August 24, 2011

Can't Imagine

One of the things I got to do in my internship at Human Rights Campaign was go through all of the documents posted to the HRC website (close to a thousand of them) and organize them. What? That doesn't sound exciting? Okay, well, while I never want to see a spreadsheet again in my life, it kind of was, because I got to read about twenty years of documents and get a peak at a history of GLBT activism that I'd never seen before. And one thing that I kept coming up against was the HIV crisis.

The HIV crisis is one of those things that I sort of understood in theory. "In the 80s, lots of gay men died of AIDS and they made a quilt." I liked the movie version of Rent and got appropriately teary-eyed at that song during the support group, but it seemed a bit over-the-top to me that most of the characters were HIV-positive.

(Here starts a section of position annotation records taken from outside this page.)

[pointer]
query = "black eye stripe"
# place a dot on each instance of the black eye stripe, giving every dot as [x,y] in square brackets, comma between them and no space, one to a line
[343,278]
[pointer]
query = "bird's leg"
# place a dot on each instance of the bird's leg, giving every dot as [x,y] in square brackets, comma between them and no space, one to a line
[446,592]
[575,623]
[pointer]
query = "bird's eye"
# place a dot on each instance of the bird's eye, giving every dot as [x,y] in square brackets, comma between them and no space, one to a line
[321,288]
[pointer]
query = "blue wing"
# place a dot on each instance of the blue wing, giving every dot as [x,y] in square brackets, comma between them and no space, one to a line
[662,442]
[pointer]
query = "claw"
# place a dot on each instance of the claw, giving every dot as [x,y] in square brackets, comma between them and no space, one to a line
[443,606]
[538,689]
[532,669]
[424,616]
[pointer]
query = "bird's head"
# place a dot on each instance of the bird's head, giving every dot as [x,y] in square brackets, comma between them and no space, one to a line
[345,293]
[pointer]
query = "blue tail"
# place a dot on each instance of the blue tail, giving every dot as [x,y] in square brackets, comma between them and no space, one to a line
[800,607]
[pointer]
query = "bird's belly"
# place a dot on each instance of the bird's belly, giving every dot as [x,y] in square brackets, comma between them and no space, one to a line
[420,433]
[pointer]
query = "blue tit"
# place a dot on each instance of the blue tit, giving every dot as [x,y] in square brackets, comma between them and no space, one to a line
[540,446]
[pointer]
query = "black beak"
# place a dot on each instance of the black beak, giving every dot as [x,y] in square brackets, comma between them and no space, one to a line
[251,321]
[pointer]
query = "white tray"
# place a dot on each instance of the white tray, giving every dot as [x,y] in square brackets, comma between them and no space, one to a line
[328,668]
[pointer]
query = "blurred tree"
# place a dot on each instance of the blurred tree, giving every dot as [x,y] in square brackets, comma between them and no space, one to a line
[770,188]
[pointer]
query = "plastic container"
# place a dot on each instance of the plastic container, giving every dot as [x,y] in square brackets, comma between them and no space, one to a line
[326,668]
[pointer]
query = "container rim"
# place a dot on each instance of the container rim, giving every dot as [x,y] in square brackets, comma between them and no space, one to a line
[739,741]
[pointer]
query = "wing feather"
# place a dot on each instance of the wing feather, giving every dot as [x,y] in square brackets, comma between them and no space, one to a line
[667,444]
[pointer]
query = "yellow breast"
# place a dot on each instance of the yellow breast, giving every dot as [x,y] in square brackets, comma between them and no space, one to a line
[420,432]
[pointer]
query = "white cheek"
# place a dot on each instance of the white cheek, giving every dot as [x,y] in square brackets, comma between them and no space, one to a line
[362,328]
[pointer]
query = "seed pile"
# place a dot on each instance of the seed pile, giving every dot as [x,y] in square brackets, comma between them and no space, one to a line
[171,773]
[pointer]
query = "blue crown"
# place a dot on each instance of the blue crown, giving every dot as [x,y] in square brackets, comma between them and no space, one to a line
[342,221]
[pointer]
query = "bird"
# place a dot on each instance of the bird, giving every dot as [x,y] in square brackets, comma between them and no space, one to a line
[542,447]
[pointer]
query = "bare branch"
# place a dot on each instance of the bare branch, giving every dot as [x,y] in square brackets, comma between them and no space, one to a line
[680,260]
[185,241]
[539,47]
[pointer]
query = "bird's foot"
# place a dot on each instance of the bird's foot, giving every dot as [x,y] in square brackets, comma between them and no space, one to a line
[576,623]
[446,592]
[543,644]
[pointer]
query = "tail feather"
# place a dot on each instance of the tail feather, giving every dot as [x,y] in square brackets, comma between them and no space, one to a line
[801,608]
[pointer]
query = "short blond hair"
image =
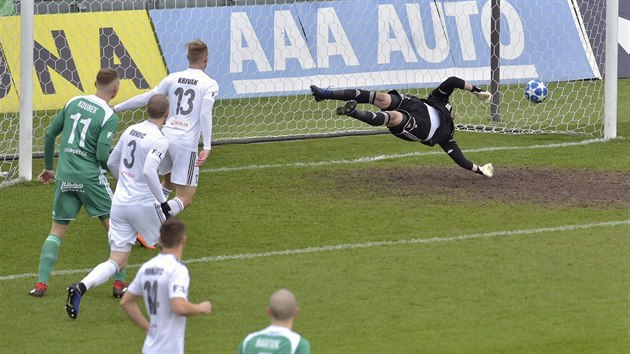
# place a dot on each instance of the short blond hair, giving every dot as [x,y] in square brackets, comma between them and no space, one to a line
[157,106]
[282,305]
[197,50]
[105,78]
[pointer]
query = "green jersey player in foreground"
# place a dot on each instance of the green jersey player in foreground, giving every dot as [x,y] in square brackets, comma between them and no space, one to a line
[138,206]
[87,126]
[163,281]
[278,338]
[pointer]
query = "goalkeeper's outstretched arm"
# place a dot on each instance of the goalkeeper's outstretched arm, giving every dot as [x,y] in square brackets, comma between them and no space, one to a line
[453,82]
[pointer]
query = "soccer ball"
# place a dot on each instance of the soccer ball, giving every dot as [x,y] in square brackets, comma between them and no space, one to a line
[536,91]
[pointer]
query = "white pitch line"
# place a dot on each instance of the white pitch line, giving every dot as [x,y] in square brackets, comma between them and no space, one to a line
[347,246]
[398,156]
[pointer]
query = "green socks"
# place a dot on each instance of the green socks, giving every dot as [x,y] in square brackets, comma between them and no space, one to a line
[48,257]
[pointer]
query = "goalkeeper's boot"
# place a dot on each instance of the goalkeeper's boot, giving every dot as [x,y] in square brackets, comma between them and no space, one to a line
[39,290]
[487,170]
[74,301]
[320,94]
[347,109]
[144,242]
[119,289]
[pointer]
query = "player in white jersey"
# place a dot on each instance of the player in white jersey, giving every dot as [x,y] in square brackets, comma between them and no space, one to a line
[138,206]
[192,94]
[279,338]
[163,281]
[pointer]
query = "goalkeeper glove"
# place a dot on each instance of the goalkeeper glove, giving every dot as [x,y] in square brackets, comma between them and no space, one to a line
[166,209]
[484,96]
[487,170]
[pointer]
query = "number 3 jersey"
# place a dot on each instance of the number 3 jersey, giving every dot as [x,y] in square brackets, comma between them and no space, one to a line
[158,281]
[191,94]
[84,123]
[135,161]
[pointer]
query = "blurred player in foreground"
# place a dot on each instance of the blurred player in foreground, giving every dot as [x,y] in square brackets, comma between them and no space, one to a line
[163,281]
[192,94]
[139,206]
[87,126]
[428,121]
[278,338]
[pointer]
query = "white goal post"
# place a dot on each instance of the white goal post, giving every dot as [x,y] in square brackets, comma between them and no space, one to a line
[266,53]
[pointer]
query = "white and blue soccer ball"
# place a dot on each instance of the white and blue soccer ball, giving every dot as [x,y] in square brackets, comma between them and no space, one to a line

Then I came across a document that HRC published 10 years ago, called "Two Decades of Fighting for Life." It's a 22 page timeline, starting with the first known deaths in 1980, and ending in 2001. I read through the entire thing, watching the italicized numbers at the beginning of each year climb - 5,000 people diagnosed, 10,000 the next year, 23,000 the next year.

Can you imagine? I certainly can't.

There was an article published this week called Life After Death, about the impact of HIV/AIDS on the gay community now that the crisis is over, in that the life of the gay community doesn't revolve around AIDS as it once did. It was an interesting read - even growing up near DC, where HIV/AIDS remains a massive public health problem, I found myself relating to the author and the people he spoke to who weren't quite sure how they understand the disease. I mean, for me it's never been something to be particularly worried about - it was mentioned briefly in health class in a bullet list with other STIs, and that's that.

But there was this guy I met at General Assembly one year, with a tattoo around his leg - a pattern of black triangles in several rings, with a center one colored rainbow. I complemented him on it, and he told me that each triangle represented a friend he'd lost to AIDS. There were dozens of them.

So I feel like this is important, like it's a part of history that I should try to understand. But I just can't get my head around it.